Question: Adrian, you mentioned developers buying into  building and then objecting to a development to advance their own desires and they possibility being ordered to  bear their own costs or paying the costs of the 75%. What about an owner/objector who simply and genuinely does not want to be part of a collective cale or redevelopment; would they be at risk of paying their own costs or paying the costs of the 75%?

Answer:  The risk would only materialise if their “dissenting view” is deemed to be “unreasonable” or “in bad faith”.

In such cases, it becomes crucial for individuals to express their differing opinions respectfully and constructively. By engaging in open and honest dialogue, it is possible to navigate potential conflicts without the need for accusations of bad faith or unreasonableness. Encouraging a culture of active listening and mutual understanding can help bridge gaps in viewpoints and lead to more inclusive and productive discussions.

Remember, diversity of thought is a valuable asset that can foster innovation and progress when managed with respect and empathy.

Question: When did this ruling came into effect?

Answer:  No need to apologise and thank you for your question! Changes came into effect 11 December 2023.

Question: further changes are coming and a Strata Commissioner has been appointed. How do views of Strats Owners feed into the conversation?

Answer:  The government typically invites input from those impacted as part of their consultation process.

Question: If more changes are coming why would we review all the bylaws, costly exercise, instead of waiting to see the further changes?

Answer: Staying up to date with the ever-evolving legal landscape is essential for maintaining a well-managed strata scheme. Regularly reviewing and adjusting by-laws to ensure they align with current legislation is not only a proactive approach but also a crucial aspect of effective governance. Embracing legislative changes as a continuous process rather than a one-time task is key to ensuring that the by-laws remain relevant and compliant. By engaging in this ongoing “house-keeping” exercise, owners corporations and Community Association can navigate legal complexities with confidence and adapt to regulatory changes seamlessly.

Question: How are these legislation changes expected to be Governed.

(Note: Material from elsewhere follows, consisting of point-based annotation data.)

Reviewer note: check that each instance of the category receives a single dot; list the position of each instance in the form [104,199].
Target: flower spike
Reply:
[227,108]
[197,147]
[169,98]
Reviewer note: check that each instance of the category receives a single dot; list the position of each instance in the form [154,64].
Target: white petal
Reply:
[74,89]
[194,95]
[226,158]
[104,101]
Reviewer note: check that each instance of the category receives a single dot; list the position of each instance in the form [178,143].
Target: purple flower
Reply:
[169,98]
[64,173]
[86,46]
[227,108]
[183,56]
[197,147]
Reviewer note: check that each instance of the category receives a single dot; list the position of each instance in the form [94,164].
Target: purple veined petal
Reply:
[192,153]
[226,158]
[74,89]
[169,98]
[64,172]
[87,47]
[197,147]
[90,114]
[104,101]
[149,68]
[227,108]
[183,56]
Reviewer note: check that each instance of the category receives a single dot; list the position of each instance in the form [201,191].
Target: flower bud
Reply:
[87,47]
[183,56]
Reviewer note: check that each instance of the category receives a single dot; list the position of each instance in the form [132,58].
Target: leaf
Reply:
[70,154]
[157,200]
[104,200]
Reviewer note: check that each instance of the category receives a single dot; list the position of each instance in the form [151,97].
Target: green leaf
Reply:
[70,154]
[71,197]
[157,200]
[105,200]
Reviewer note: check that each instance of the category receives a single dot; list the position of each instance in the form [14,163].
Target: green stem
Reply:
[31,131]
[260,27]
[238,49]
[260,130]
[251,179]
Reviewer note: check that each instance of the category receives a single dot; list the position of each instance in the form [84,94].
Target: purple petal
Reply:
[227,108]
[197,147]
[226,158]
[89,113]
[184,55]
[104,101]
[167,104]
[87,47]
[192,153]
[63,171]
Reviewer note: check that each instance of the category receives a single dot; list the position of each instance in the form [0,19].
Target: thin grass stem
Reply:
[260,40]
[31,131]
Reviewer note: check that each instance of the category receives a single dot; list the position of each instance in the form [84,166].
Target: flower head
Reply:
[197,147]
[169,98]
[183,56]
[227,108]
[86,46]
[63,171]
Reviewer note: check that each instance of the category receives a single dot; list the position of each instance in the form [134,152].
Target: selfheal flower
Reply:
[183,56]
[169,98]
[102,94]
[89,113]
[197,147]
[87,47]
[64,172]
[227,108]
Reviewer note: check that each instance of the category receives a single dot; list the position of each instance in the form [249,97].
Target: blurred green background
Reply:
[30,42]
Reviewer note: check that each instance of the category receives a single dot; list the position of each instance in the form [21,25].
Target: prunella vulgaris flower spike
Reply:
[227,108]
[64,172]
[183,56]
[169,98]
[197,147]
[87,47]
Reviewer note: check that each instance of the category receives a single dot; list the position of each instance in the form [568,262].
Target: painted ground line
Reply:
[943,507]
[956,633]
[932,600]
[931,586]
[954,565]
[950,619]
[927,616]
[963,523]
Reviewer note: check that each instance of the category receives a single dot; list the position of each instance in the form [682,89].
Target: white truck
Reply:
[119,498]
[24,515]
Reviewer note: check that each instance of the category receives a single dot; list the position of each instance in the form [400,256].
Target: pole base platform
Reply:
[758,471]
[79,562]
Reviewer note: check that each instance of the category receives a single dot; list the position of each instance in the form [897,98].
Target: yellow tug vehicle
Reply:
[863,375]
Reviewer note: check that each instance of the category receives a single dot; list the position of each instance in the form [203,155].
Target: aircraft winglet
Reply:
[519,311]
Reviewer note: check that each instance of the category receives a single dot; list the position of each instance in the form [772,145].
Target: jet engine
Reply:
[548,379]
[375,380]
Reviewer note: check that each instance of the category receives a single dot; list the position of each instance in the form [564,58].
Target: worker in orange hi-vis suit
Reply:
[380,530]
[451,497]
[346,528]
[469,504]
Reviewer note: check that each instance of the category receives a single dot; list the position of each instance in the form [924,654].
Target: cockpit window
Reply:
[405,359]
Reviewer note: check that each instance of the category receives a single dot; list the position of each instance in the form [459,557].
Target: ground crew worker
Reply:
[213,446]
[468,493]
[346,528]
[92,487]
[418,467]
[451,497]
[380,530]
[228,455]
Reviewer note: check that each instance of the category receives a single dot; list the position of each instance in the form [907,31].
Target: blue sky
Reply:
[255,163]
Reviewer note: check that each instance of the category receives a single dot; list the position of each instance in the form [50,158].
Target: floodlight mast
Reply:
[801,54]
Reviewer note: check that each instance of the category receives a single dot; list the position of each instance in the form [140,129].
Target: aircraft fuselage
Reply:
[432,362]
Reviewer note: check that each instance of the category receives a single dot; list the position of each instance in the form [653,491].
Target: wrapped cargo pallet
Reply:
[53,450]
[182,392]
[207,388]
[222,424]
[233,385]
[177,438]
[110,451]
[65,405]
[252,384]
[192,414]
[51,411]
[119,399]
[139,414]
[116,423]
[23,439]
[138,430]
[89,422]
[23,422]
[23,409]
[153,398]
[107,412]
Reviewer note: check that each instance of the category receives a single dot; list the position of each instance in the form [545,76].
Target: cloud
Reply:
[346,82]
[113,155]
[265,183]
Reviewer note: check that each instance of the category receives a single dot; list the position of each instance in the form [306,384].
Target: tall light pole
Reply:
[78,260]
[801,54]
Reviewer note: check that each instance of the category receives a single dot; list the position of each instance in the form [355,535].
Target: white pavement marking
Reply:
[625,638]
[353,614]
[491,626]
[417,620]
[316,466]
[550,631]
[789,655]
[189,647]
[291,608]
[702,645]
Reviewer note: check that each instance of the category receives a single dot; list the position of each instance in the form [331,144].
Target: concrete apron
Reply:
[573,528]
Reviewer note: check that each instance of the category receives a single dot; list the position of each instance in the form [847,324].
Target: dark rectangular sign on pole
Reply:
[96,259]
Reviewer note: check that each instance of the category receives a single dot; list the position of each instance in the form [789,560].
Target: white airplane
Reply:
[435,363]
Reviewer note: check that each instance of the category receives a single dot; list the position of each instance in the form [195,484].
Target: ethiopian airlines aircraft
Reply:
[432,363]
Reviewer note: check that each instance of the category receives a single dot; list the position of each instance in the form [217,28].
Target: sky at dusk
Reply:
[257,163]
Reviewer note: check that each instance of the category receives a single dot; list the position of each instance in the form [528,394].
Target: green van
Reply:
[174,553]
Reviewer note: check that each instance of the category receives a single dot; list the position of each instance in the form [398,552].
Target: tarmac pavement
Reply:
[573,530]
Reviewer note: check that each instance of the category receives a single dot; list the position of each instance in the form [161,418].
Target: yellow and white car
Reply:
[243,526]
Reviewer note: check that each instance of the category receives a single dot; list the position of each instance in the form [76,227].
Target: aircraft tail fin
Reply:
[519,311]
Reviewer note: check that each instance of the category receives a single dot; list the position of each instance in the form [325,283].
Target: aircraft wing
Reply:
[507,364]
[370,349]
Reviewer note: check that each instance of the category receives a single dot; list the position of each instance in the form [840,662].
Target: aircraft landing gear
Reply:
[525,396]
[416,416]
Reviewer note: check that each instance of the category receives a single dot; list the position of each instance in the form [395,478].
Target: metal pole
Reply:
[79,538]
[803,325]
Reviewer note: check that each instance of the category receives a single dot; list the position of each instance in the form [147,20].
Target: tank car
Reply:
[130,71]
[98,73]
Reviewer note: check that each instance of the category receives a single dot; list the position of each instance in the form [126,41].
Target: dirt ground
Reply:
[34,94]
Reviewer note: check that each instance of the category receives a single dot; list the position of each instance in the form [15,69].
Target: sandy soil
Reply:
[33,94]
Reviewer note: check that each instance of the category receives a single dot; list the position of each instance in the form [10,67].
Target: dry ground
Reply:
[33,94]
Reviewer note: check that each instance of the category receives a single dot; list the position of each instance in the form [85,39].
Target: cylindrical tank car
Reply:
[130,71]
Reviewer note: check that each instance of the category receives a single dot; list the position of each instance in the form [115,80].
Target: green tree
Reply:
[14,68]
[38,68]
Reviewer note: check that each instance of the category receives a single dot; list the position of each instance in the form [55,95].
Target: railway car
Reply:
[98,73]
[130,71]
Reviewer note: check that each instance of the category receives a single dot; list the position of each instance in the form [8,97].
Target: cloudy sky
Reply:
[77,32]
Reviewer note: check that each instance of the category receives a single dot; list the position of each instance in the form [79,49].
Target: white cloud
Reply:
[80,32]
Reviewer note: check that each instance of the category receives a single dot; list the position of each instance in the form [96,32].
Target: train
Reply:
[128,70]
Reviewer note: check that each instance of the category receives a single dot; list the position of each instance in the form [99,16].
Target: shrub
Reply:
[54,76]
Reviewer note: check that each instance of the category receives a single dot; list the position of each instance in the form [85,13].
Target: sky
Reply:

Who is responsible and accountable in regards to this?

Answer: The owners corporation holds responsibility and accountability in adhering to legislation. When it comes to governance, Strata Committees and Owners Corporations can seek guidance from their professional strata managing agent to ensure compliance with the law. Any allegations of non-compliance with legislation would be addressed by the NSW Civil & Administrative Tribunal (NCAT) through a tribunal hearing initiated by the applicant.